Re: [RFC PATCH v8 03/14] mm, x86: Add support for eXclusive Page Frame Ownership (XPFO)

From: Peter Zijlstra
Date: Thu Feb 14 2019 - 05:57:06 EST


On Wed, Feb 13, 2019 at 05:01:26PM -0700, Khalid Aziz wrote:
> static inline void *kmap_atomic(struct page *page)
> {
> + void *kaddr;
> +
> preempt_disable();
> pagefault_disable();
> + kaddr = page_address(page);
> + xpfo_kmap(kaddr, page);
> + return kaddr;
> }
> #define kmap_atomic_prot(page, prot) kmap_atomic(page)
>
> static inline void __kunmap_atomic(void *addr)
> {
> + xpfo_kunmap(addr, virt_to_page(addr));
> pagefault_enable();
> preempt_enable();
> }

How is that supposed to work; IIRC kmap_atomic was supposed to be
IRQ-safe.

> +/* Per-page XPFO house-keeping data */
> +struct xpfo {
> + unsigned long flags; /* Page state */
> + bool inited; /* Map counter and lock initialized */

What's sizeof(_Bool) ? Why can't you use a bit in that flags word?

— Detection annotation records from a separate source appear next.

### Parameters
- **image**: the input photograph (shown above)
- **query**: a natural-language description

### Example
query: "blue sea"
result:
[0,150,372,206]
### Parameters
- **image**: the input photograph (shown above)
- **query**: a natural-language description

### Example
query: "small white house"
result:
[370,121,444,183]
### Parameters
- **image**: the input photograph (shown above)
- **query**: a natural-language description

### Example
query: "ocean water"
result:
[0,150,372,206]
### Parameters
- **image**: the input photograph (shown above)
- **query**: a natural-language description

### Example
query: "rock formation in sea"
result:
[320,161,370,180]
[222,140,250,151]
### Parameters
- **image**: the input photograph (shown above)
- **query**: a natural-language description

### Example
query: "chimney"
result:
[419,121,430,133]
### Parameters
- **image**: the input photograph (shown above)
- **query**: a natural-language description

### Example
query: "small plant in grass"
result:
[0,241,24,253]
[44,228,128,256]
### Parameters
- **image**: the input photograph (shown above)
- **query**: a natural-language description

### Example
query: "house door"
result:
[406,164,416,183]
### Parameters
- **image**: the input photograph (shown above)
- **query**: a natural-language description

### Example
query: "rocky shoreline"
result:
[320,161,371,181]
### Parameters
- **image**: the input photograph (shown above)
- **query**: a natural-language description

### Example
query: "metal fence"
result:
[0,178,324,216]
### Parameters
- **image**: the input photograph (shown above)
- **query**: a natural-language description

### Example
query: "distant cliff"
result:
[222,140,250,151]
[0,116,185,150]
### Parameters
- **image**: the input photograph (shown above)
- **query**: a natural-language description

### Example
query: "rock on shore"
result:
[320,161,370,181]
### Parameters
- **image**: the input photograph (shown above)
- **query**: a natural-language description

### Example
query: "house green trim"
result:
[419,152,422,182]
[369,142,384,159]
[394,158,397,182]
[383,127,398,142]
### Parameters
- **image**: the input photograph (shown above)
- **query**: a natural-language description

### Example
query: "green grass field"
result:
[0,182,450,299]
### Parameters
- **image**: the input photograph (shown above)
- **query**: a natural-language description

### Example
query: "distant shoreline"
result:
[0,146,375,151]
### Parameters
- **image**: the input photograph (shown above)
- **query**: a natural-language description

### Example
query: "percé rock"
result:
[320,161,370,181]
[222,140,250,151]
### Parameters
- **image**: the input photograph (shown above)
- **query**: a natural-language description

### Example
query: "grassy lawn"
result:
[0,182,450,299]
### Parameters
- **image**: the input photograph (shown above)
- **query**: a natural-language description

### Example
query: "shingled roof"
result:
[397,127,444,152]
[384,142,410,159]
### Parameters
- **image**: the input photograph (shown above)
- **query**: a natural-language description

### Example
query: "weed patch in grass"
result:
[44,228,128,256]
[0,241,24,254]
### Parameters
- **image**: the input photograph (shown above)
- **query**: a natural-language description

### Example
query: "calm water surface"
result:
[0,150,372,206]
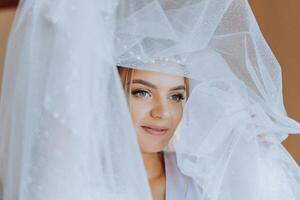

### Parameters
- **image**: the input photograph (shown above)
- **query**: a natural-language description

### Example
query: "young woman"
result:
[118,67,201,200]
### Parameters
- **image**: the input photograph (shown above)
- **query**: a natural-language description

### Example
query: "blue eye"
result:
[171,94,185,102]
[131,90,150,97]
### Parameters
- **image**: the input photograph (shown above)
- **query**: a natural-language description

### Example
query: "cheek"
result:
[130,99,151,124]
[171,104,184,129]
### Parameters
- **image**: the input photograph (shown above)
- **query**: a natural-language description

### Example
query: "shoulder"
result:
[164,152,202,200]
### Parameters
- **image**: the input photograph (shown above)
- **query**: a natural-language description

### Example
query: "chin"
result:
[141,144,166,153]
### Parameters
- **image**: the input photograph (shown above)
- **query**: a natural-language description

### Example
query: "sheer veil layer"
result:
[0,0,300,200]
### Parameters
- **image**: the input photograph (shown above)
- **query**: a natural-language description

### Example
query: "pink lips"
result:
[142,126,169,136]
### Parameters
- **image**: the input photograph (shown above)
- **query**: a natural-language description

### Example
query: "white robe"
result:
[164,152,202,200]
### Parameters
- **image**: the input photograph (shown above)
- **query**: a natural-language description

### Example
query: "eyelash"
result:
[131,89,185,102]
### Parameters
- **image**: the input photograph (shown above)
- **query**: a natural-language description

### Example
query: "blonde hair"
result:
[117,66,190,99]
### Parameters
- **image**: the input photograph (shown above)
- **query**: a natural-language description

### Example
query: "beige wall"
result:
[250,0,300,164]
[0,8,15,86]
[0,3,300,164]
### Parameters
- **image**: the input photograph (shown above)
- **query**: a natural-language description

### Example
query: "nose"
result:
[151,100,171,119]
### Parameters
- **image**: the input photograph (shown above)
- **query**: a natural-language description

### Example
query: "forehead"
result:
[132,69,185,88]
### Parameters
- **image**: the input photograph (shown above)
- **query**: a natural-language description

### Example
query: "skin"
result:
[120,69,186,200]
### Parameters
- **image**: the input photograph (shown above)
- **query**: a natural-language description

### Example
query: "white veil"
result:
[0,0,300,200]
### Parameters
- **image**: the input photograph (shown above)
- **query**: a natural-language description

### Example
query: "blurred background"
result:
[0,0,300,164]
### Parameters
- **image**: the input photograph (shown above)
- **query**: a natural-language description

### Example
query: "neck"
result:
[143,152,165,181]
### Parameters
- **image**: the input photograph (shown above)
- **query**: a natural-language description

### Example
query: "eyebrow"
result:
[128,79,186,91]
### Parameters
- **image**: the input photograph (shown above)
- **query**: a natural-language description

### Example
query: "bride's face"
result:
[120,70,187,153]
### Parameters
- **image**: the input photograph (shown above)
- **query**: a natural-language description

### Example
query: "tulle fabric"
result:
[0,0,300,200]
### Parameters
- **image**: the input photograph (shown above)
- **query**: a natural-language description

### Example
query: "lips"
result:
[141,126,169,136]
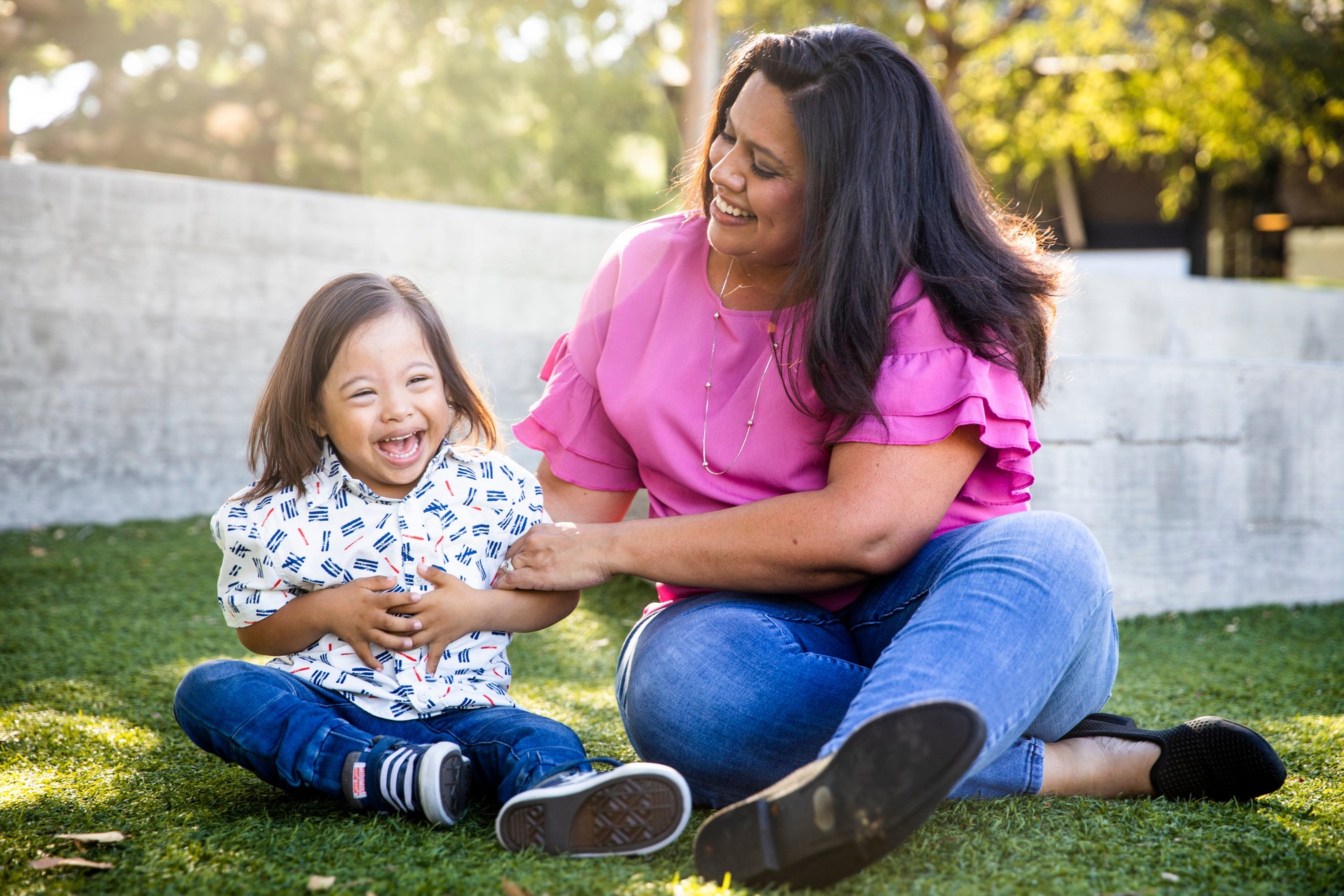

> + atomic_t mapcount; /* Counter for balancing map/unmap requests */
> + spinlock_t maplock; /* Lock to serialize map/unmap requests */
> +};

Without that bool, the structure would be 16 bytes on 64bit, which seems
like a good number.

> +void xpfo_kmap(void *kaddr, struct page *page)
> +{
> + struct xpfo *xpfo;
> +
> + if (!static_branch_unlikely(&xpfo_inited))
> + return;
> +
> + xpfo = lookup_xpfo(page);
> +
> + /*
> + * The page was allocated before page_ext was initialized (which means
> + * it's a kernel page) or it's allocated to the kernel, so nothing to
> + * do.
> + */
> + if (!xpfo || unlikely(!xpfo->inited) ||
> + !test_bit(XPFO_PAGE_USER, &xpfo->flags))
> + return;
> +
> + spin_lock(&xpfo->maplock);
> +
> + /*
> + * The page was previously allocated to user space, so map it back
> + * into the kernel. No TLB flush required.
> + */
> + if ((atomic_inc_return(&xpfo->mapcount) == 1) &&
> + test_and_clear_bit(XPFO_PAGE_UNMAPPED, &xpfo->flags))
> + set_kpte(kaddr, page, PAGE_KERNEL);
> +
> + spin_unlock(&xpfo->maplock);
> +}
> +EXPORT_SYMBOL(xpfo_kmap);
> +
> +void xpfo_kunmap(void *kaddr, struct page *page)
> +{
> + struct xpfo *xpfo;
> +
> + if (!static_branch_unlikely(&xpfo_inited))
> + return;
> +
> + xpfo = lookup_xpfo(page);
> +
> + /*
> + * The page was allocated before page_ext was initialized (which means
> + * it's a kernel page) or it's allocated to the kernel, so nothing to
> + * do.
> + */
> + if (!xpfo || unlikely(!xpfo->inited) ||
> + !test_bit(XPFO_PAGE_USER, &xpfo->flags))
> + return;
> +
> + spin_lock(&xpfo->maplock);
> +
> + /*
> + * The page is to be allocated back to user space, so unmap it from the
> + * kernel, flush the TLB and tag it as a user page.
> + */
> + if (atomic_dec_return(&xpfo->mapcount) == 0) {
> + WARN(test_bit(XPFO_PAGE_UNMAPPED, &xpfo->flags),
> + "xpfo: unmapping already unmapped page\n");
> + set_bit(XPFO_PAGE_UNMAPPED, &xpfo->flags);
> + set_kpte(kaddr, page, __pgprot(0));
> + xpfo_flush_kernel_tlb(page, 0);
> + }
> +
> + spin_unlock(&xpfo->maplock);
> +}
> +EXPORT_SYMBOL(xpfo_kunmap);

And these here things are most definitely not IRQ-safe.